- Occupation: Grip strength specialist
- Known for: Being the first man to officially close IronMind Captains of Crush No. 4 gripper
- Height: 1.78 m (5 ft 10 in)

= Joe Kinney (strongman) =

American strongman

Joe Kinney is an American strongman, grip strength specialist and crush grip innovator from Bean Station, Tennessee.

In 1998, he became the first man to officially close the IronMind Captains of Crush No.4 gripper (165.5 kg/ RGC 213 of pressure) which is recognized as the pinnacle feat in world class crush grip. Despite five other men (Nathan Holle, David Morton, Tommy Heslep, Magnus Samuelsson and Carl Myerscough) have managed getting certified on this gripper since then, Kinney did it in a slow and steady paced manner that has never been replicated.

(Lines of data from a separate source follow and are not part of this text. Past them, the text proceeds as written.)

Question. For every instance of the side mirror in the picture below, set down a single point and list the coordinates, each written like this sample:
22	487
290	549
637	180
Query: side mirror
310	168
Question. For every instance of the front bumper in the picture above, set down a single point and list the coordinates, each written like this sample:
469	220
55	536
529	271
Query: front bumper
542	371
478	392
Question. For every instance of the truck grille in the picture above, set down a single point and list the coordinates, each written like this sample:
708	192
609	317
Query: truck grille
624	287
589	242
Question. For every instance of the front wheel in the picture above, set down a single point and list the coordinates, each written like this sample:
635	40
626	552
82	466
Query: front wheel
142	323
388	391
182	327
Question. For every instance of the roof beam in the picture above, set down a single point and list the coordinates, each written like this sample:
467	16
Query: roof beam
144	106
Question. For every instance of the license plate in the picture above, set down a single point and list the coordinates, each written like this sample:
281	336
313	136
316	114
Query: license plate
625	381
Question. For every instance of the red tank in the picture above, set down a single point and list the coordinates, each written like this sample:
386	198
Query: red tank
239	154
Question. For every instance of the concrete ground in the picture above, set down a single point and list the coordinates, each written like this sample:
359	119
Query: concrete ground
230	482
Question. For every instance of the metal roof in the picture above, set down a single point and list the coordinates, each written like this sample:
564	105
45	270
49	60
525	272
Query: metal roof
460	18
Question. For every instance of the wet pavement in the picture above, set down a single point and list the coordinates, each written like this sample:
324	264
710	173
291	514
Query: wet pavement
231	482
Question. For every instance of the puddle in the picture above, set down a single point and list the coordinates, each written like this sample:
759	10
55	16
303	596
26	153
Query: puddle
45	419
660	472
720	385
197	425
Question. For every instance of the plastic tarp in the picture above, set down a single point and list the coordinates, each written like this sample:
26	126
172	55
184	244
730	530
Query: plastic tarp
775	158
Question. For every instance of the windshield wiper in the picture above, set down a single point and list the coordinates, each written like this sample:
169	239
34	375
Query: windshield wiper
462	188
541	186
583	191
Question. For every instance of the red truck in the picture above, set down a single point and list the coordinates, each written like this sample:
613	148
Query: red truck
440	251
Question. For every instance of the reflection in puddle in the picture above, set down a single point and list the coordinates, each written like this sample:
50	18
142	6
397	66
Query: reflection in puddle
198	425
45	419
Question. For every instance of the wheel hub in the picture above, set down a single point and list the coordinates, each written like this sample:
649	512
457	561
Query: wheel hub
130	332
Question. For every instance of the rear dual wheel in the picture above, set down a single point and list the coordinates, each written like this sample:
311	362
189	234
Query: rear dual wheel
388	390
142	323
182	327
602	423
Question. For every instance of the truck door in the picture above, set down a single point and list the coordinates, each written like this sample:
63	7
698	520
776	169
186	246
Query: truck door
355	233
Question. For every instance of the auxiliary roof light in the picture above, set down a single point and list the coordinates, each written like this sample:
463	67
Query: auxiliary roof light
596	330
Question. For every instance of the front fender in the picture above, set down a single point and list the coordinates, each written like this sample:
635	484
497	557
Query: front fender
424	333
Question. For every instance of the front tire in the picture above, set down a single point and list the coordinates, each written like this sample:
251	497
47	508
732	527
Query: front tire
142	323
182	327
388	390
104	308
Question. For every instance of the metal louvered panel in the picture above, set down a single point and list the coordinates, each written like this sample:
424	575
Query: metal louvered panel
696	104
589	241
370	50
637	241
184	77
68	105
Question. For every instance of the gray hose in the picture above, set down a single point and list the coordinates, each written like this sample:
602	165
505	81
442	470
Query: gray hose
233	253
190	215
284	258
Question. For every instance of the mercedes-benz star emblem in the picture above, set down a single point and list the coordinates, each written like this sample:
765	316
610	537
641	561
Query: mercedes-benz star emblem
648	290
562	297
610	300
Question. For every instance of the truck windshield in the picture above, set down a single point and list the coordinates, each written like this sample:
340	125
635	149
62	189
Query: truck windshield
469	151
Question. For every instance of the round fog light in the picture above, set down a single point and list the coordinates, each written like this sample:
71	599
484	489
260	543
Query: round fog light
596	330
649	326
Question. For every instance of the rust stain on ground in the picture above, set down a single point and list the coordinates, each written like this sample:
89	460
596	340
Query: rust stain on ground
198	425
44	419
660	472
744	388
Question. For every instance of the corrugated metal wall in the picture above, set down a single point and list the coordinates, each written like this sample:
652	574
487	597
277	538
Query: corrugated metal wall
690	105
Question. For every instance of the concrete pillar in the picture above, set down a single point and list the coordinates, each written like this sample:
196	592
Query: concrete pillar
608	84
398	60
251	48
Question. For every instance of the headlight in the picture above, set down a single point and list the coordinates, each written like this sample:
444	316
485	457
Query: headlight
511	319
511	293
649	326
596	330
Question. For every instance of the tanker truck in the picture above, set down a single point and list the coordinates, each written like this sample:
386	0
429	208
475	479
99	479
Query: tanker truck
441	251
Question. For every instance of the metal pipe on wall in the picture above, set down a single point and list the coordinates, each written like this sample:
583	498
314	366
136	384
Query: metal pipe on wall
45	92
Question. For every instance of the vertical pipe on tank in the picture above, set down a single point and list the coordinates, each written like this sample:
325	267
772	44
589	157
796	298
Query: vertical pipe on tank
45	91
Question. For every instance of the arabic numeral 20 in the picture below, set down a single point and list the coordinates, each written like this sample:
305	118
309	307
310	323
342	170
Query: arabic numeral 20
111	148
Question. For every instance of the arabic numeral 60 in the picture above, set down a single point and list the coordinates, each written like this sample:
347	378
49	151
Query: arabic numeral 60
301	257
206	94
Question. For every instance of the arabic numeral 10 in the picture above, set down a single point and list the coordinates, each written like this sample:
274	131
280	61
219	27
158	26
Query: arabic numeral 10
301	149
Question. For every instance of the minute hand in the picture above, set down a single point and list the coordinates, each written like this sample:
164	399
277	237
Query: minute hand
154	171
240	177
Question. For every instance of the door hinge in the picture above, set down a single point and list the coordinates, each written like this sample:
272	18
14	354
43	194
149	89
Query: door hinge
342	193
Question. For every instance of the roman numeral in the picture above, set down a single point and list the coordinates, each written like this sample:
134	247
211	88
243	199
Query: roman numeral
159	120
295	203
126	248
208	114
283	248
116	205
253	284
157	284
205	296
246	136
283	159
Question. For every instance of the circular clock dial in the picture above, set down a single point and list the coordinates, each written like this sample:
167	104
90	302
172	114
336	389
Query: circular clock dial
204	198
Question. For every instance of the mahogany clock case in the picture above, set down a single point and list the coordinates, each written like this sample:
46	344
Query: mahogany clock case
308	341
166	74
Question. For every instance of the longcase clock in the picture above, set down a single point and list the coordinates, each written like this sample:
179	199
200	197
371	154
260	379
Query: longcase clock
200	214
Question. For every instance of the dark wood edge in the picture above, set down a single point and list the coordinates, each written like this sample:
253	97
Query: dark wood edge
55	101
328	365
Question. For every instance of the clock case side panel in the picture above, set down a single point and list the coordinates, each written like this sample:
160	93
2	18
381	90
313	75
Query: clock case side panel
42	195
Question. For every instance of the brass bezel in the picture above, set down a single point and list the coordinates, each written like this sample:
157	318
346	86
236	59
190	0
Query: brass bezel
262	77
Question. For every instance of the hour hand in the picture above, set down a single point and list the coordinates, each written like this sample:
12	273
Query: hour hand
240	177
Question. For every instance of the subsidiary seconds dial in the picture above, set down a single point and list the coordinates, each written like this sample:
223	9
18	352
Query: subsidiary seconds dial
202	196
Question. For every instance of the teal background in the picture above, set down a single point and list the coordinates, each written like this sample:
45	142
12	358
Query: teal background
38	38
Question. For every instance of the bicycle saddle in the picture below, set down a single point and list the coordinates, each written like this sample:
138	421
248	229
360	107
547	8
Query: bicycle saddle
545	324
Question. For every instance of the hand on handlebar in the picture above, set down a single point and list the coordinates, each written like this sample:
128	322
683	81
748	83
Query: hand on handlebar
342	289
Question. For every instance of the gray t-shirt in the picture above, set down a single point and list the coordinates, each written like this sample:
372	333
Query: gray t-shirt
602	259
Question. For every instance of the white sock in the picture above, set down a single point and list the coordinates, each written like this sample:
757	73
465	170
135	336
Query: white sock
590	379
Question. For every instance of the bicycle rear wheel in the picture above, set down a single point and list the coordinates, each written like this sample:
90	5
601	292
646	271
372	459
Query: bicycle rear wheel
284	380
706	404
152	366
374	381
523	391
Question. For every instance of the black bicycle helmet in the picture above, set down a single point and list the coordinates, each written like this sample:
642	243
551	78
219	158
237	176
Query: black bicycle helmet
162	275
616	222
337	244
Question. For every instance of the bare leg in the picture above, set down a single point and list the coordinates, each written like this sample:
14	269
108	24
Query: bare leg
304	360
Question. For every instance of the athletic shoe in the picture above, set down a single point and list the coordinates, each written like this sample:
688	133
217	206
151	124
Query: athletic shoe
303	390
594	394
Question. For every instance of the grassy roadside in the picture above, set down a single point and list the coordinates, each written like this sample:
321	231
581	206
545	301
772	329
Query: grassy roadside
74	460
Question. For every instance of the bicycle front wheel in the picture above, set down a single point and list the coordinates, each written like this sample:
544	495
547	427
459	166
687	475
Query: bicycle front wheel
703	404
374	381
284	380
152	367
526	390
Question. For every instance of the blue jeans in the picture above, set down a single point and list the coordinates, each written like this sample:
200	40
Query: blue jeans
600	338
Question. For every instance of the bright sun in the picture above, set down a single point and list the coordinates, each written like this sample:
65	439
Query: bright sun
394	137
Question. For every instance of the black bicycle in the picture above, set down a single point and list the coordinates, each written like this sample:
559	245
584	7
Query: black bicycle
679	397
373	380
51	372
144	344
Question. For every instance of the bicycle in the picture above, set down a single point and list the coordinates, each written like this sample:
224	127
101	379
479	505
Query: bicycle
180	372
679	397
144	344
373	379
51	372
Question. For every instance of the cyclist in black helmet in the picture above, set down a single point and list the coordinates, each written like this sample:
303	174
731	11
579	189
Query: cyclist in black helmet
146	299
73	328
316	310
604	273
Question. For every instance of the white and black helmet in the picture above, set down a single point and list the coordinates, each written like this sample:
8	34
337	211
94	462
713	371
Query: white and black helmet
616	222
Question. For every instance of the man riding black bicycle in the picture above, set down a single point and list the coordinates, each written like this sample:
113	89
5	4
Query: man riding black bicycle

In 1999, he became the first man to close the IronMind Captains of Crush No.3 gripper (127 kg/ RGC 149 of pressure) using only two fingers.

Some of Kinney's crush grip innovations include performing extra heavy negatives (severe negatives) and wrist rolling, and training with the long handled Monster gripper, floor-model gripper and 'Secret Weapon' grip machine. He also advocated on heavy high rep squatting as a building block for hand and grip strength.

Along with Randall J. Strossen and Nathan Holle, Kinney co-authored Captains of Crush Grippers: What they are and how to close them.